Spieth’s steady disposition once again was underlined as he addressed the historical significance of yesterday’s round.
“I was just excited to be off to a great start, having a chance to control my open destiny in this golf tournament,” he said. “As far as history and what happened the last couple days is concerned, it doesn’t mean anything, unless I can close it out.
“I don’t want to go in as the 36-hole best record, but somebody who didn’t win. So, ultimately, I just need to set a goal for myself, continue to strike the ball the way we have been playing and try and shoot under par rounds on this weekend.”
Did he find it as easy as it looked?
“Not necessarily, because you just have to think so much about how to be below the hole, what spots you’re going to hit it in,” he said. “But I’ve been making a good amount of short to mid-range putts and that’s certainly been the key so far.

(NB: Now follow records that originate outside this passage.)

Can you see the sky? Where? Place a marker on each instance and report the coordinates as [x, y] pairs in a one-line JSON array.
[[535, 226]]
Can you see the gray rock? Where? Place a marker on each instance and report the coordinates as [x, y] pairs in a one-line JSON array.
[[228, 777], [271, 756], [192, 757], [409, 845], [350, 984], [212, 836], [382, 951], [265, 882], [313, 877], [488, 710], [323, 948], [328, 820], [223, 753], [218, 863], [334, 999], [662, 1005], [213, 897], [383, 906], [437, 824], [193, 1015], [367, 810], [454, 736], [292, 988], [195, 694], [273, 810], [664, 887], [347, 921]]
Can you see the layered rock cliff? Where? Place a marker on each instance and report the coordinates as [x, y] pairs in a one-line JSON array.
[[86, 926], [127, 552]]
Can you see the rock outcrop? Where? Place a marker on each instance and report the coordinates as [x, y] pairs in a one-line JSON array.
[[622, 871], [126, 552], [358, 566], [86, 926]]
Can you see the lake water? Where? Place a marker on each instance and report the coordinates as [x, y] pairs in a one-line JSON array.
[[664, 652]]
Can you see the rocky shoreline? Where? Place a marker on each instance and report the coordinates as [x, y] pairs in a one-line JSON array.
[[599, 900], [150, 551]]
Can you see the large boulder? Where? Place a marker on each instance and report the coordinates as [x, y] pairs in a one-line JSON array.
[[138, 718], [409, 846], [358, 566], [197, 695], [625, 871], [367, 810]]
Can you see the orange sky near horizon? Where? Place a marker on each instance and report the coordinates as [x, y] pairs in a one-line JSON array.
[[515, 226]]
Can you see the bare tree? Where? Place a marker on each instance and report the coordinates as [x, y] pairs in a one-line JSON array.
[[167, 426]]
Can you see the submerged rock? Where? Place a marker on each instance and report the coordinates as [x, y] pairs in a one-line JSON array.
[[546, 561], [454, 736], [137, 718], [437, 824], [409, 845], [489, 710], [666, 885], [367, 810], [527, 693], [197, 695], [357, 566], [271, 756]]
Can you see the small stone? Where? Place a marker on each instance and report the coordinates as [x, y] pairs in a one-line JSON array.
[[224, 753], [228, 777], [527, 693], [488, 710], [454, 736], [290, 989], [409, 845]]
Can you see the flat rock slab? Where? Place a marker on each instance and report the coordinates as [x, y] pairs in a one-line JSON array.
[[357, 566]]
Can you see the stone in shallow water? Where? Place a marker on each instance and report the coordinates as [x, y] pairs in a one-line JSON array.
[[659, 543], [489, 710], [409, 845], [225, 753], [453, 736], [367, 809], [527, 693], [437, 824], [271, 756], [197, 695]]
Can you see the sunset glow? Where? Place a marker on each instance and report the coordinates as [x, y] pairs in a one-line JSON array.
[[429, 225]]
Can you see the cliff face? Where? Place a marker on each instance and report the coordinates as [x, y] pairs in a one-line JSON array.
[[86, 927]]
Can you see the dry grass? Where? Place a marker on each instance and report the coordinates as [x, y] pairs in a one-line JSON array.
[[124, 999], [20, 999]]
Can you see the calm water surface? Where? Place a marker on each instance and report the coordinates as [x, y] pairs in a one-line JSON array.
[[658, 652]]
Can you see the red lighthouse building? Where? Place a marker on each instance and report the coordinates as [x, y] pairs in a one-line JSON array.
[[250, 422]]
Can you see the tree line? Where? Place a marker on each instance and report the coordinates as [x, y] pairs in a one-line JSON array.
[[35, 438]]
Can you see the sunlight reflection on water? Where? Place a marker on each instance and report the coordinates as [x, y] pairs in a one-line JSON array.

I’m just going to have to have patience.”
Ernie Els paid Spieth the ultimate compliment when he said his performance over the first 36 holes reminded him of the US Open at Pebble Beach 15 years ago, when the South African was faced with the forlorn task of trying to hunt down Tiger as he raced to the greatest Major victory in history.
Graeme McDowell had six birdies and four bogeys in a 74 to lie safely within the cut mark at one-over. “I continued to drive it like a wally,” said the Portrush man. “I’m not sure what’s going on with the driver. It’s one of my strengths normally.”
McDowell, playing at the weekend for only the third time in seven visits to the Majors, added “Jordan put in a similar performance to this at Tiger’s event in Isleworth last year.
“On a tough course he kept accelerating away from the field. He seems to have that extra gear.”
Darren Clarke also eased through on one-over after an assured 71.